Wiadomości

Promile i łapówka

Data publikacji 15.01.2018

Policyjni wywiadowcy zatrzymali do kontroli kierującego volkswagenem, który prowadził pod wpływem alkoholu. Gdy oczekiwali na drogówkę, 33-latek zaproponował stróżom prawa 3000 złotych łapówki, w zamian za odstąpienie od czynności służbowych. Okazało się, że mężczyzna był już ukarany za kierowanie w stanie nietrzeźwości. Siemianowiczanin noc spędził w policyjnym areszcie. Dzisiaj usłyszał zarzuty.

Podczas wieczornego patrolu ulicy Kapicy, wywiadowcy zauważyli osobówkę, która jechała całą szerokością jezdni. Styl jazdy kierowcy zaniepokoił mundurowych, którzy postanowili to sprawdzić. Gdy tylko kierowca rozpoczął z nimi rozmowę, od razu poznali odpowiedź. Był od niego mocno wyczuwalny alkohol. Aby sprawdzić stan trzeźwości, wywiadowcy wezwali patroli drogówki. Podczas oczekiwania na badanie alkomatem, 33-letni siemianowiczanin zaproponował, że w pobliskim bankomacie wypłaci 3000 złotych, dzięki czemu "dogada" się z mundurowi.
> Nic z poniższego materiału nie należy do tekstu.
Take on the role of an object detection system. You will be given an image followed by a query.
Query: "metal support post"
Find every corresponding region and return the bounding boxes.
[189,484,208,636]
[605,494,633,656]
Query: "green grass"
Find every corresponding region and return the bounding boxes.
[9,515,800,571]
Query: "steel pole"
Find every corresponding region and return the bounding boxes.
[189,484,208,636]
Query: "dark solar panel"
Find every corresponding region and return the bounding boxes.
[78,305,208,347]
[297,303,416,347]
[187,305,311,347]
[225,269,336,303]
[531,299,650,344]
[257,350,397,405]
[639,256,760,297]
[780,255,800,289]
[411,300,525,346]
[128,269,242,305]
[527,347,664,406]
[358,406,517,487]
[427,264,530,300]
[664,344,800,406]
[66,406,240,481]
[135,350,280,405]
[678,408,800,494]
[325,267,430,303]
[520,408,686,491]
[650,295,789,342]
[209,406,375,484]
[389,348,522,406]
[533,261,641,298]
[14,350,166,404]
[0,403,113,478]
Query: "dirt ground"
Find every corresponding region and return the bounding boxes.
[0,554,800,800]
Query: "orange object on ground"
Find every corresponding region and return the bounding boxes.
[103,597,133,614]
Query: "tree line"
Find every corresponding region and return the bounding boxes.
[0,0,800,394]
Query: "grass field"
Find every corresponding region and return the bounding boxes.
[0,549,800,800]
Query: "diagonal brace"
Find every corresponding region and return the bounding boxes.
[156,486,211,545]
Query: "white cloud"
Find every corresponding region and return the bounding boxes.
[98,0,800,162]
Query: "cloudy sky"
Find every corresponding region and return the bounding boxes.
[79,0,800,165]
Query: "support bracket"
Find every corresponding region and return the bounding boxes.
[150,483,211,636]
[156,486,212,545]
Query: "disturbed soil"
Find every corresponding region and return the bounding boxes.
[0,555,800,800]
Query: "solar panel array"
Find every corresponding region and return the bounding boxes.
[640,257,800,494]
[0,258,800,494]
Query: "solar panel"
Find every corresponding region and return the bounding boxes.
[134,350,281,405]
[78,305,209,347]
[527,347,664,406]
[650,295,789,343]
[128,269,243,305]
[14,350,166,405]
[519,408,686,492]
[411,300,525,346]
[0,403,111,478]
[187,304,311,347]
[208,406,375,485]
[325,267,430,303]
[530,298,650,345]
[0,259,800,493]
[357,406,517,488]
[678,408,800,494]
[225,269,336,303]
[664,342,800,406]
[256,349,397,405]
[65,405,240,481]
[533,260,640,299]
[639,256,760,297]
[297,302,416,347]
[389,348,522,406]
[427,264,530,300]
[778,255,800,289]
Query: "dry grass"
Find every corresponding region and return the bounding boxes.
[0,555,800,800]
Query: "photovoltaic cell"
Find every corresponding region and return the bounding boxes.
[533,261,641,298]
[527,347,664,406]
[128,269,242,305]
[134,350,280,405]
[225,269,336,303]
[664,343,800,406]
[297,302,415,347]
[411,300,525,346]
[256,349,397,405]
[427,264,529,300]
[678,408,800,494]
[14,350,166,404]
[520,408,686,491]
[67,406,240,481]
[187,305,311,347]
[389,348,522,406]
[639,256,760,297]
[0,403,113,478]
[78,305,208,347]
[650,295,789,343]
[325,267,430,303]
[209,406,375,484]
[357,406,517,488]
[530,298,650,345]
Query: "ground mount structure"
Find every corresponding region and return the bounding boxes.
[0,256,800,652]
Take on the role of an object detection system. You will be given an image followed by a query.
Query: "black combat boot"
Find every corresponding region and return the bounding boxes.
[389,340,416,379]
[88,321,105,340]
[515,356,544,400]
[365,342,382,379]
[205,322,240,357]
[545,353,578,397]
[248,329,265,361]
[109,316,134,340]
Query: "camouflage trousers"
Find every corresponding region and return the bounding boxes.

Nietrzeźwemu kierującemu bardzo zależało na tym, aby policjanci odstąpili od czynności służbowych, ponieważ miał już na swoim koncie wyrok za jazdę pod wpływem alkoholu. Stróże prawa poinformowali go o zatrzymaniu w związku z próbą przekupstwa. Dodatkowo mężczyzna poniesie odpowiedzialność karną za kierowanie w stanie nietrzeźwości, bowiem badanie wykazało, że miał w organizmie ponad 2 promile alkoholu. 33-latek noc spędził w policyjnym areszcie. Dzisiaj usłyszał zarzuty. Za próbę wręczenia łapówki grozi mu nawet 10 lat więzienia.